Joan Morgan served as our organization's Vice President. She is very generous and has a great sense of humor. She joined the NYS grassroots lobby effort in 2001. She never stopped except for the two years she spent as a caregiver to her husband, Dr. Dan Morgan, who joined us to lobby several times. Both she and Dan had previous experience, Joan because she was a negotiator for the NYS nurses union. She never gave up and continued to volunteer in helping with making meeting appointments and lobby packets. She believed strongly in the cause and showed it with her generosity.

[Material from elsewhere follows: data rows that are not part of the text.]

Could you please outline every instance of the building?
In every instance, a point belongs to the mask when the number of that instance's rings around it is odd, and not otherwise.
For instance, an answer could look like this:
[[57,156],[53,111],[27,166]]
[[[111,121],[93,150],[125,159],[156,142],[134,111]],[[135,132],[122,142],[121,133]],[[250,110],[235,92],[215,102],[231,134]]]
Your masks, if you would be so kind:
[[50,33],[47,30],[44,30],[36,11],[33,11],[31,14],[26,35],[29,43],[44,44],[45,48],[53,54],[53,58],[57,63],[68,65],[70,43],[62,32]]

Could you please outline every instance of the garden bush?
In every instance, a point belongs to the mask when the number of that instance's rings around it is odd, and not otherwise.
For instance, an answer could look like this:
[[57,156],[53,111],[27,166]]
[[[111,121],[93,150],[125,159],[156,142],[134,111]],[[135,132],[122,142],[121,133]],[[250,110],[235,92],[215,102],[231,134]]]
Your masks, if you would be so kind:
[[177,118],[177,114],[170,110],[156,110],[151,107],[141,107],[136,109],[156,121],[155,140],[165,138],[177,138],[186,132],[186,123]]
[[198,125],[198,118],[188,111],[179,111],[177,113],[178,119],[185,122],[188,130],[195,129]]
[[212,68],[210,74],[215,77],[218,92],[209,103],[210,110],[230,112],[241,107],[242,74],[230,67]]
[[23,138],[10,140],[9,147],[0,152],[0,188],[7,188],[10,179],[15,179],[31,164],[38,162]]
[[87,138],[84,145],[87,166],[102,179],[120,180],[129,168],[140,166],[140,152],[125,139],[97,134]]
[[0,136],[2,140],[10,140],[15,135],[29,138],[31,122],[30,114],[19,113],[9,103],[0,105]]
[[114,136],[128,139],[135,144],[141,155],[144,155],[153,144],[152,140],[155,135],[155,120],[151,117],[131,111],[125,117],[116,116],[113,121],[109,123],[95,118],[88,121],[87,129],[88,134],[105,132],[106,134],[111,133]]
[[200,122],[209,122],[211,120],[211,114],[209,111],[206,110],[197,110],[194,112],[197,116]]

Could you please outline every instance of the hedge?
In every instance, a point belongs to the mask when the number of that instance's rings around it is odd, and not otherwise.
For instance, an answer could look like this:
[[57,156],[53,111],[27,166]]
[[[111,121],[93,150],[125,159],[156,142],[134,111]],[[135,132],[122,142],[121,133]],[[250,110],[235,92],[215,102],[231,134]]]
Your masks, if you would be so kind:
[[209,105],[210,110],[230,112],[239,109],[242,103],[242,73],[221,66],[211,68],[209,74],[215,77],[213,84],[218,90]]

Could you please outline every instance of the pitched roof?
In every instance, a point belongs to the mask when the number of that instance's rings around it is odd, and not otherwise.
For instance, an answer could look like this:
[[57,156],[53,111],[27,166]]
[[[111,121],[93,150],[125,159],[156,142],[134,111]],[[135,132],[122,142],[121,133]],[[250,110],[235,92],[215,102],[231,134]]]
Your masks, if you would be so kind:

Lack of medical history first motivated Joan to advocate and lobby for open records. Like many other adoptees, she was subjected to invasive medical procedures when she was treated for breast cancer and lymphoma. These bothered her very much and made her even more determined to see the old law changed. However, before it did change, she was able to get answers to her questions about the ancestry of her birth family and medical history, and was able to reunite with her sister.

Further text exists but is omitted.